VBA has a garbage collector that runs from time to time in order to free up memory that is no longer being used. in Objects and the garbage collector I showed how to teardown objects so they would become eligible for garbage collection.
There’s another problem related to strings. When you concatenate a string, it creates a new copy of the concatenated versions. Consider this loop
s = vbnullstring for each c in collect s = s & c.text next c debug.print len(s) , s
Each time that s is appended to, a new version of s gets created by copying the old s and and the next text to a new area of memory. That leaves the old s hanging around, waiting for the garbage collector to arrive to free up the memory. So 2 bad things are happening
- We keep re-copying an every increasing amount of text
- The garbage collector interrupts everything to do its work according to some rule, and/or we gradually use up memory.
This chart shows 100 iterations of a process similar to the above. See how each iteration takes longer than the previous one. I ran this a few times and always got the same kind of pattern. I suspect the little spikes are the garbage collection kicking in, since they are followed by a short relief period.
This can have a very significant effect on run times if the loops are large and the strings long.
The StringBuilder class
In VB there is a StringBuilder class which allegedly deals with this problem. It doesn’t exist in VBA, so I created something similar with i’ve called the cStringChunker. Here is the result of the two methods together, with the StringChunker in red.
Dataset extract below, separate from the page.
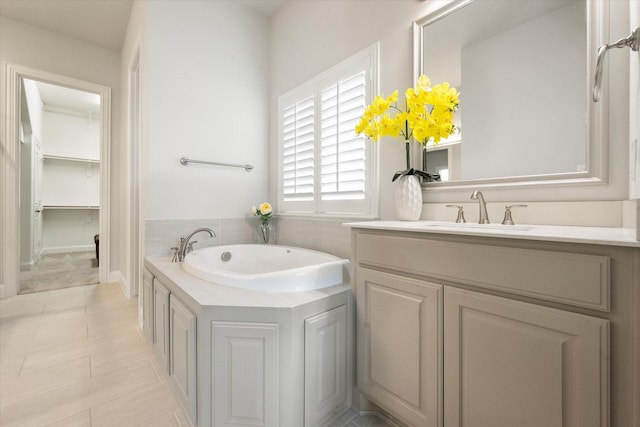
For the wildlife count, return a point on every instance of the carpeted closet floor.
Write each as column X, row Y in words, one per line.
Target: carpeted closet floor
column 57, row 271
The cStringChunker timings – shown in red- barely register on this chart against the regular concatenation method.
Aside from being orders of magnitude faster , you can see that cStringChunker holds pretty consistent performance regardless of the string being concatenated.
You’ll see just a couple of red blips – this is when the cache it uses needs extending, and its possible that the garbage collector pays a visit.
How does it work
To make this possible, you have to be able to add characters in place to a string to encourage it not to replicate. I found the key to this in this wikibook article, from which I quote this…..
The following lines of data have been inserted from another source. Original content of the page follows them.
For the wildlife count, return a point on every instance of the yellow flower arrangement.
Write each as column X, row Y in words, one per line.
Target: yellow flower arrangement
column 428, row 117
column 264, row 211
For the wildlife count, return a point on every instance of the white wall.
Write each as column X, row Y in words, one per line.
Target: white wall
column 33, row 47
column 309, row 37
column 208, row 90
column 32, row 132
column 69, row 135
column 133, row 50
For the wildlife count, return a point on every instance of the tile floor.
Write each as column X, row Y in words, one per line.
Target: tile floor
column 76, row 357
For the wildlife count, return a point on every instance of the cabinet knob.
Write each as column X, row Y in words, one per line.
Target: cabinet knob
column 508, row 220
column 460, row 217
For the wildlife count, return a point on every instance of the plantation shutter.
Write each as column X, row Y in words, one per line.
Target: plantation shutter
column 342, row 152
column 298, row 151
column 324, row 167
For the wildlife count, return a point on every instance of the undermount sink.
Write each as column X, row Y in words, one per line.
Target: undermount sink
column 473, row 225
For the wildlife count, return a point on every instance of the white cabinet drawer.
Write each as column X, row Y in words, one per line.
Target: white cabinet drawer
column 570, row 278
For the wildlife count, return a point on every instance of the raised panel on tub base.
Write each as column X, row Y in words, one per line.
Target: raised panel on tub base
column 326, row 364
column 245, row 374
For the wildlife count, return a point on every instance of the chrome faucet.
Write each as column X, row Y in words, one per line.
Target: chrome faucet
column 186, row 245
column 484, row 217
You can also use Mid$ on the left hand side of an assignment:
Dim s As String s = "abcdef" Debug.Print s Mid$(s, 2, 3) = "xxx" Debug.Print s Mid$(s, 3, 1) = "abcdefgh" Debug.Print s Mid$(s, 2, 3) = "y" Debug.Print s abcdef axxxef axaxef ayaxef
Notice that when Mid$ is on the left it doesn’t change the total length of the string it just replaces the specified number of characters. If the right hand side specifies fewer characters than are asked for, then only that number of characters is replaced; if it specifies more, only the number asked for is used.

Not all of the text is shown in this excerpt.